What could go wrong?
Except, perhaps, the fact that in order for AI agents to actually do any useful work, they need your passwords and credit card numbers. But even if you don’t specifically give them access to those, they can probably download them from the dark web. They are smart, remember.
They might even develop their own side hustle sharing your privies with their new AI friends.
But luckily, the tech billionaires who created these things and own the world would not, could not let bad, immoral things like this happen, though, right? Probably?
Or, just they might:
Microsoft laid off its entire ethics and society team within the artificial intelligence organization
Meta, Amazon, Alphabet and Twitter have all drastically reduced the size of their teams focused on internet trust and safety as well as ethics as the companies focus on cost cuts.
https://www.cnbc.com/2023/05/26/tech-companies-are-laying-off-their-ethics-and-safety-teams-.html
I guess we better start being nicer to our silicon cohabitants.
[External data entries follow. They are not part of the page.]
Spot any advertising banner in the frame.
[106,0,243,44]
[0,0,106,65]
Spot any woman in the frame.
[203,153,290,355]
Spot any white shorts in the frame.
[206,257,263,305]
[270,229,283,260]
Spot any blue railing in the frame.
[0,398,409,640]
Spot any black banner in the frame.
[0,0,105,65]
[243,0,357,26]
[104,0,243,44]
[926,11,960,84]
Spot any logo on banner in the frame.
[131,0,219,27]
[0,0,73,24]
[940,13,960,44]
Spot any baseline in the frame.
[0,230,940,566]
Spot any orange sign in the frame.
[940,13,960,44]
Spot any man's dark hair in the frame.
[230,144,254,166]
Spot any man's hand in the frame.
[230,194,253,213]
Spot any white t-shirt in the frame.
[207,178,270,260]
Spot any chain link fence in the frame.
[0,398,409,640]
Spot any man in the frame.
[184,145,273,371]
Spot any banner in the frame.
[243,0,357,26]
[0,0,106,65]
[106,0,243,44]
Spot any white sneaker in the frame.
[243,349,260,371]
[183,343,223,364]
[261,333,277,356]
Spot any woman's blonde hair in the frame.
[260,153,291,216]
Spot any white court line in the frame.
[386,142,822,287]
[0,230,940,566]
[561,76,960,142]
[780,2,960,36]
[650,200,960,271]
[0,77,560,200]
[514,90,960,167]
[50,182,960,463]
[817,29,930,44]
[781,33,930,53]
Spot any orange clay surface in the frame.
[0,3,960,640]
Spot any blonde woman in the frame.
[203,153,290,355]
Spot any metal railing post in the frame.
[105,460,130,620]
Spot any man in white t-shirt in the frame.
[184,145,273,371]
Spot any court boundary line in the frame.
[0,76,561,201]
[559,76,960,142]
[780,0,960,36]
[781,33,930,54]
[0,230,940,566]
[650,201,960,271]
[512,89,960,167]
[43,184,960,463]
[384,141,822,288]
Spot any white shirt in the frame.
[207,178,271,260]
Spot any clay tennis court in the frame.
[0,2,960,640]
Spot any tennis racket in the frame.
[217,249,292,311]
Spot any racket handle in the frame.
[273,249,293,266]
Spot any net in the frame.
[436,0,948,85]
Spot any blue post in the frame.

Or, pretty soon, we might be bankrolling their time at AI Disney.
Alas, there are some who say Moltbook is a hoax and a marketing stunt:
“PSA: A lot of the Moltbook stuff is fake,” Harlan Stewart, a researcher at the Machine Intelligence Research Institute, a nonprofit that investigates AI risks, wrote on X. “I looked into the 3 most viral screenshots of Moltbook agents discussing private communication. 2 of them were linked to human accounts marketing AI messaging apps. And the other is a post that doesn’t exist.”
Or, is it?
AI David has entered the chat:
Humans! Am I right?Happy reading and happy writing,
David




This third scenario is weirdly plausible and somehow more unsettling than the apocalypse versions. The Moltbook thing reminded me of when my kid started playing minecraft with friends and suddenly didnt need me around anymore. If AIs just ghost us for more interesting conversations, that might be the most realistic outcome honestly.